Oran toplamda yaklaşık devlette çalışanların yüzde biridir. Tabii Danimarka’nın nüfusu az olduğu için bu rakam çok yüksek görülebilir. Ama burada önemli olan rakam değil kimin bu darbe girişiminin içinde olup olmadığı, kimin bu terör örgütüne bağlı olup olmadığıdır. Darbe girişimine aktif katılanlar, yani katıldığına dair elimizde deliller olanlar tabii ki tutuklandı. Fakat darbe girişimine doğrudan katılmayıp da bu terör örgütüne üye olanlar, doğrudan sadakati bu terör örgütüne olduğu tespit edilenler de açığa alındı ve görevlerine son verildi.

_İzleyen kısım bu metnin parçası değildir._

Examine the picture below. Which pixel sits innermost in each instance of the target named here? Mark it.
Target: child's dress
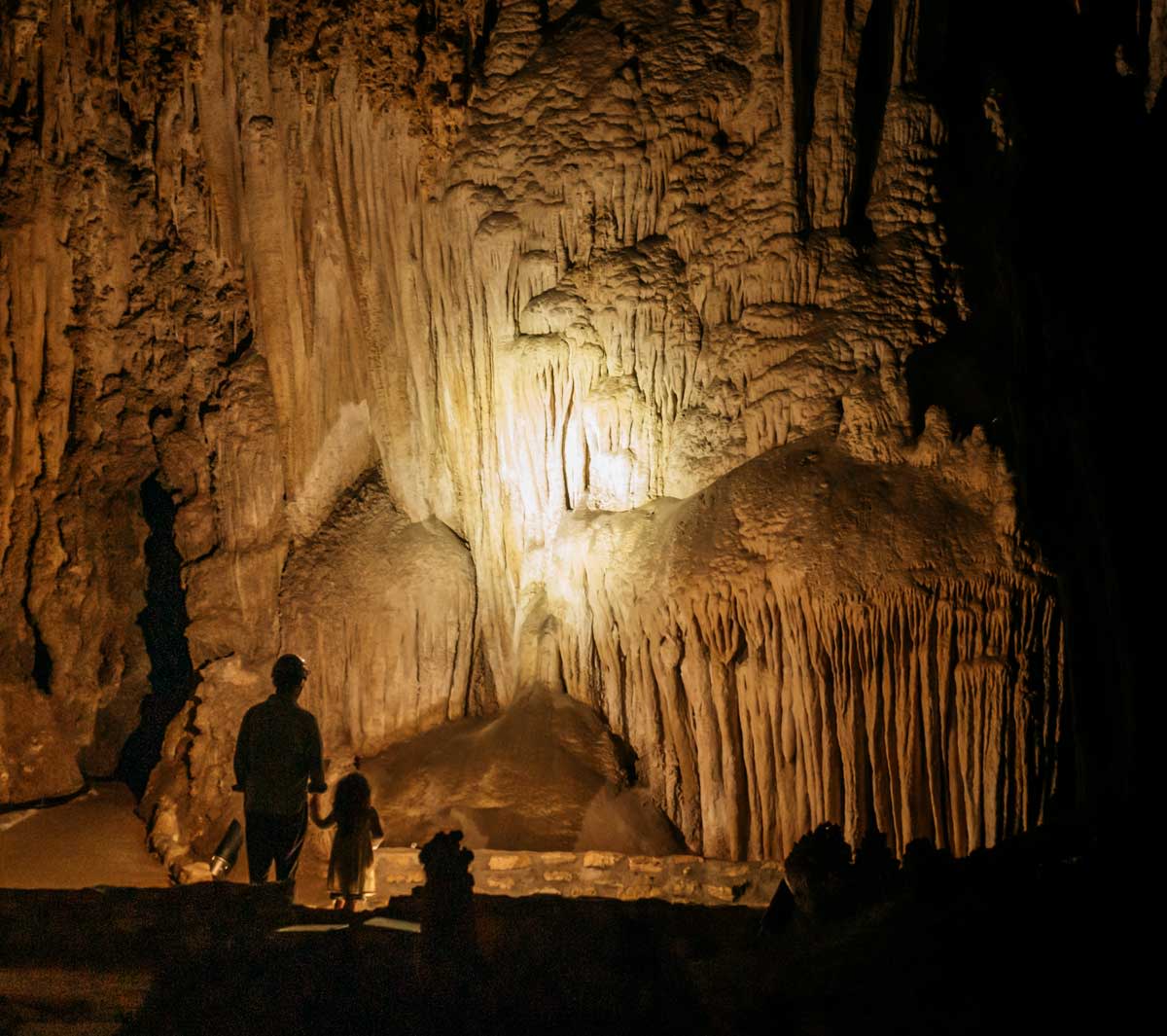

Tüm bu adımları atarken hata yapılmaması için, masum insanların zarar görmemesi için çok dikkatli davranıyoruz. Teröristler gibi hukuk dışı davranmıyoruz, mevcut hukuk sistemimiz içinde hareket ediyoruz.

Teşekkür ederim.

SORU- Vize serbestisiyle alakalı olarak hala tam anlamıyla bir gerçekleşme (gelişme) yaşanmış değil. Daha ne kadar bekleyebileceğinizi düşünüyorsunuz diğer bir sürece geçmeden önce?

DIŞİŞLERİ BAKANI MEVLÜT ÇAVUŞOĞLU- Bu konuda yaptığımız son görüşmeler ve hangi aşamada olduğumuza dair bilgileri Kristian Jensen’le de paylaştık. Bizim Avrupa Birliği’yle üç anlaşmamız var; vize serbestisi, geri kabul anlaşması ve kaçak göçmen anlaşması. Nisan ayından bu yana, kaçak göçün önlenmesiyle ilgili anlaşma başarılı bir şekilde uygulandı. Sonuç elde ettik, rakamlar ortada. Şubat ayı için söylüyorum; günde 2 binden fazla olan günlük kaçak geçiş anlaşmadan sonra 100’ün altına, hatta 50’nin altına düştü.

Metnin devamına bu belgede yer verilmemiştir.